L’Unité des enquêtes spéciales (« l’UES » ou « l’Unité ») est un organisme civil d’exécution de la loi qui enquête sur les incidents mettant en cause un agent et impliquant un décès, une blessure grave, la décharge d’une arme à feu contre une personne ou une allégation d’agression sexuelle. Selon la définition de la Loi de 2019 sur l’Unité des enquêtes spéciales (Loi sur l’UES), « agents » s’entend des agents de police, des agents spéciaux employés par la Commission des parcs du Niagara et des agents de la paix en vertu de la Loi sur l’Assemblée législative. La compétence de l’UES s’étend à plus de 50 corps de police municipaux, régionaux et provinciaux en Ontario.

En vertu de la Loi sur l’UES, le directeur de l’UES doit établir, d’après les preuves recueillies dans le cadre d’une enquête, s’il existe des motifs raisonnables de croire qu’un agent a commis une infraction criminelle. Si de tels motifs existent, le directeur a le pouvoir de faire porter une accusation criminelle contre cet agent. Par contre, en l’absence de tels motifs, le directeur ne peut pas porter d’accusation.

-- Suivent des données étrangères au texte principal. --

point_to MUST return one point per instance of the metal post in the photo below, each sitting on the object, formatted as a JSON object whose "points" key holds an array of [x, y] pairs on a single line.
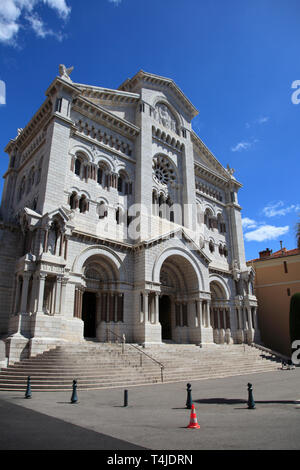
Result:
{"points": [[189, 400], [251, 402], [28, 388], [125, 398], [123, 343], [74, 397]]}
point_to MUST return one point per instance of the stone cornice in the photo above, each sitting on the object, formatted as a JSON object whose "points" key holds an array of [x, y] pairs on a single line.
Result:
{"points": [[100, 240], [100, 93], [220, 271], [131, 83], [101, 146], [167, 236], [99, 114], [209, 174]]}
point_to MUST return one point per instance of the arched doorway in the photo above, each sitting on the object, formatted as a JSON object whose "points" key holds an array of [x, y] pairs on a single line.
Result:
{"points": [[101, 305], [220, 312], [165, 317], [179, 286], [89, 314]]}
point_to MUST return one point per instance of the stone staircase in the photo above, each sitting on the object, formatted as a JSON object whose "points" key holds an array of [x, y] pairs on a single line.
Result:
{"points": [[104, 365]]}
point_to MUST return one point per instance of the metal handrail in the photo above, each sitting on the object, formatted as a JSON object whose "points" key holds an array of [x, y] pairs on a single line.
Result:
{"points": [[140, 351], [270, 351]]}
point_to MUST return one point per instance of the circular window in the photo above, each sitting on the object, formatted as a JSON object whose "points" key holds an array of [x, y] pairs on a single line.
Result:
{"points": [[163, 172]]}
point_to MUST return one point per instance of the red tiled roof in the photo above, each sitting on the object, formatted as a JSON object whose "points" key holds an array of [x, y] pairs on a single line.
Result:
{"points": [[278, 254]]}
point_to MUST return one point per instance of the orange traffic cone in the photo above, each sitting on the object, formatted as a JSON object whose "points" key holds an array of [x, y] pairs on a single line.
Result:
{"points": [[193, 419]]}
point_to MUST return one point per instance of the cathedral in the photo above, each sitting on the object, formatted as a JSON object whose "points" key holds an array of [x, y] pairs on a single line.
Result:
{"points": [[117, 222]]}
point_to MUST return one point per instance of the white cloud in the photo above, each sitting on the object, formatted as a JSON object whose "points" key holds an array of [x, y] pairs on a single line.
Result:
{"points": [[13, 13], [60, 6], [2, 92], [241, 146], [266, 232], [40, 29], [248, 223], [278, 209], [262, 119]]}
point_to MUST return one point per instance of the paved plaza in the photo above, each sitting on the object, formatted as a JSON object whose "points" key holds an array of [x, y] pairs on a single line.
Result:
{"points": [[156, 417]]}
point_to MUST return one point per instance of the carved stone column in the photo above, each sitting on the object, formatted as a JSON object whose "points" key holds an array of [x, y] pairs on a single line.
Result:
{"points": [[42, 279], [156, 307], [146, 307], [57, 309], [24, 295]]}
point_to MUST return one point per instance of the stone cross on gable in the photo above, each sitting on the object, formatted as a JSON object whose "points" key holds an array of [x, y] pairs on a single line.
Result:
{"points": [[65, 72]]}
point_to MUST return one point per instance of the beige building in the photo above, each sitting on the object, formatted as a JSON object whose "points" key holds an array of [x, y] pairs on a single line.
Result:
{"points": [[277, 279], [117, 219]]}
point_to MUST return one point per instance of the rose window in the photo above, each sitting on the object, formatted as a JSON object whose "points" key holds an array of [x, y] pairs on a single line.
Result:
{"points": [[163, 171]]}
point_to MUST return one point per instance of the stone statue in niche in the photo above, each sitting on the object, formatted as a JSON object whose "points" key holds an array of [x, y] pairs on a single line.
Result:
{"points": [[165, 117], [52, 238], [65, 72]]}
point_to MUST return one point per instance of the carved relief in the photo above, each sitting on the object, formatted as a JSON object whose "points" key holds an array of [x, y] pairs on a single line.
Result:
{"points": [[164, 116]]}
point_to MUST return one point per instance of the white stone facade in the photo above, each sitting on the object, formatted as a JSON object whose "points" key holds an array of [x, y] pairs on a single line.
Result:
{"points": [[117, 220]]}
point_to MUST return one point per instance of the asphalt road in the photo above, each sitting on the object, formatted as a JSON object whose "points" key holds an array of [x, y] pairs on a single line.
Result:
{"points": [[157, 418]]}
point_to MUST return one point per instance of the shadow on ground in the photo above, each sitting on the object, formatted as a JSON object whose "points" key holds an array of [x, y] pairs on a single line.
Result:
{"points": [[237, 401]]}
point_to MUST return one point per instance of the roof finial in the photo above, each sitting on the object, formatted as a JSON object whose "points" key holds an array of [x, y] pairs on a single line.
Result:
{"points": [[65, 72]]}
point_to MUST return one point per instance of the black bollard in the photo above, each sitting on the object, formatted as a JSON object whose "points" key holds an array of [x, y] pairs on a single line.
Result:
{"points": [[74, 397], [28, 388], [189, 400], [125, 397], [251, 402]]}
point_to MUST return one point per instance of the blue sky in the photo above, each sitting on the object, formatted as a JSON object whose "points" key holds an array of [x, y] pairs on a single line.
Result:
{"points": [[235, 60]]}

Dans ce cas, un rapport d’enquête est rédigé et rendu public, sauf s’il portait sur des allégations d’agression sexuelle, auquel cas le directeur de l’UES peut consulter la personne concernée et exercer son pouvoir discrétionnaire de ne pas publier le rapport pour protéger la vie privée de la personne concernée.

Restrictions concernant la divulgation de renseignements

Loi de 2019 sur l’Unité des enquêtes spéciales

En vertu de l’article 34, certains renseignements peuvent être omis de ce rapport, notamment :
  • le nom d’un agent impliqué, d’un agent témoin, d’un témoin civil ou d’une personne concernée, ainsi que tout renseignement permettant d’identifier ces personnes; 
  • des renseignements qui pourraient amener à ce que l’identité d’une personne ayant signalé avoir été agressée sexuellement soit révélée dans le contexte de l’agression sexuelle; 
  • des renseignements qui, de l’avis du directeur de l’UES, peuvent présenter un risque de préjudice grave pour une personne; 
  • des renseignements qui divulguent des techniques ou méthodes d’enquête; 
  • des renseignements dont la diffusion est interdite ou restreinte par la loi; 
  • des renseignements pour lesquels la protection de la vie privée d’une personne obtenue grâce à leur non-publication l’emporte clairement sur l’intérêt public de les publier.

Loi sur l’accès à l’information et la protection de la vie privée

En vertu de l’article 14 (article relatif à l’exécution de la loi), certains renseignements peuvent être omis de ce rapport, notamment : 
  •  des renseignements qui révèlent des techniques ou méthodes d’enquête confidentielles utilisées par des organismes chargés de l’exécution de la loi; 
  • des renseignements dont on pourrait raisonnablement s’attendre à ce que leur divulgation ait pour effet de faire obstacle à une question qui concerne l’exécution de la loi ou à une enquête menée préalablement à une instance judiciaire. 

En vertu de l’article 21 (article relatif à la vie privée), le présent rapport ne contient aucun renseignement personnel protégé, notamment : 
  •  les noms de personnes, y compris des témoins civils et des agents impliqués et témoins; 
  • des renseignements sur le lieu de l’incident; 
  • les déclarations des témoins et les éléments de preuve qui ont été fournis à l’UES à titre confidentiel dans le cadre de l’enquête; 
  • d’autres identifiants susceptibles de révéler des renseignements personnels sur les personnes concernées par l’enquête. 

Loi de 2004 sur la protection des renseignements personnels sur la santé

En vertu de cette loi, le présent document ne contient aucun renseignement personnel sur la santé de personnes identifiables.

Autres instances, processus et enquêtes

Il se peut que certains renseignements aient été omis du présent rapport parce que leur divulgation pourrait compromettre l’intégrité d’autres instances liées au même incident, par exemple des instances pénales, des enquêtes du coroner, d’autres instances publiques ou d’autres enquêtes menées par des organismes d’exécution de la loi.

Exercice du mandat

En vertu de l’article 15 de la Loi sur l’UES, l’UES peut enquêter sur la conduite d’agents (agents de police, agents spéciaux de la Commission des parcs du Niagara ou agents de la paix en vertu de Loi sur l’Assemblée législative) qui pourrait avoir entraîné un décès, des blessures graves, une agression sexuelle ou la décharge d’une arme à feu contre une personne.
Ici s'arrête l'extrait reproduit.